Figure 5: — Comparison of the cumulative dosages and AUCs of the both the PK-guided and an MTD (2.0 mg/m²) approach, which was simulated from patients with an AUC target of 120–160 ng/ml*h. (Stipled bars represent PK-guided dosing approach and bars with diagonal lines represent MTD dosing approach.)

Discussion:

This retrospective analysis represents 10 years’ worth of experience with a PK-guided dosing approach for topotecan and resulted in several important observations. First, the process has evolved from a primarily research-based approach (e.g., many samples, bioanalysis performed in a researcher laboratory) to a clinical one (e.g., limited sampling model, bioanalysis performed in a CLIA approved Clinical Pharmacokinetic Laboratory). However, other aspects of the approach remain relatively unchanged, such as an initial empiric fixed dosage, bedside processing to isolate topotecan lactone, and pharmacokinetic modeling to determine the topotecan AUC for any subsequent dosage changes. Second, although the empiric dosage success was only 36% overall, it was as high as 60% for selected AUC ranges. As shown in Figure 3, the PK-guided success rates have consistently remained higher than that of the empiric success rates. Lastly, results of a simulation study showed that our PK-guided dosing approach delivered higher cumulative topotecan dosages and resulted in higher AUC values than a fixed topotecan dosing approach.

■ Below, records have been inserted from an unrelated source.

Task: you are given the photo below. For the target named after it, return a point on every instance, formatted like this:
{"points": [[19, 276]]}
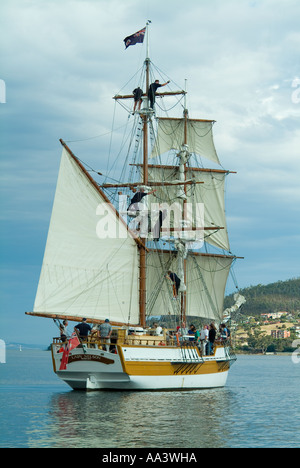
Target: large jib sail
{"points": [[90, 266]]}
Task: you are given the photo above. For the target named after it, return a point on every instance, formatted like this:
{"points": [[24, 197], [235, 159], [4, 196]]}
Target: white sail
{"points": [[87, 271], [210, 193], [206, 278], [170, 135]]}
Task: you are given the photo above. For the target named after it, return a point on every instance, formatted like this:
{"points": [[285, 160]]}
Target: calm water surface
{"points": [[259, 407]]}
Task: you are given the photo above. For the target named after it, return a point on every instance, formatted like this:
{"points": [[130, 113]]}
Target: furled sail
{"points": [[210, 193], [206, 278], [170, 135], [90, 266]]}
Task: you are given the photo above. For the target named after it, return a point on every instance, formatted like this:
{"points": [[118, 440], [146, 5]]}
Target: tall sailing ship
{"points": [[107, 258]]}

Summarized in Supplemental Table 1 are the clinical trials from which the data were obtained for this retrospective analysis. The AUC targets in these clinical trials were derived from clinical and preclinical evidence and accounted for logistical considerations, such as combining topotecan with other anticancer drugs (e.g., trial no.7, in which topotecan was combined with cyclophosphamide). The AUC targets were also disease-specific. For example, patients with medulloblastoma in clinical trial no. 2 had an AUC target range of 120–160 ng/ml*hr based upon data suggesting that a topotecan plasma AUC of 140 ng/ml*hr was associated with a cerebrospinal fluid exposure of > 1 ng/ml for 8 hours^10,11 Finally, many of these clinical trials utilized a topotecan pharmacokinetic limited sampling model (LSM) that has been validated and refined throughout the years.¹² The use of this LSM has been shown to provide accurate topotecan lactone AUC values, while reducing the technical and clinical costs associated with sample acquisition. Finally, although not formally studied, the use of an LSM decreased the number of blood draws and the time in the clinic, thus, patient satisfaction and quality of life related to the PK-guided studies has most likely improved.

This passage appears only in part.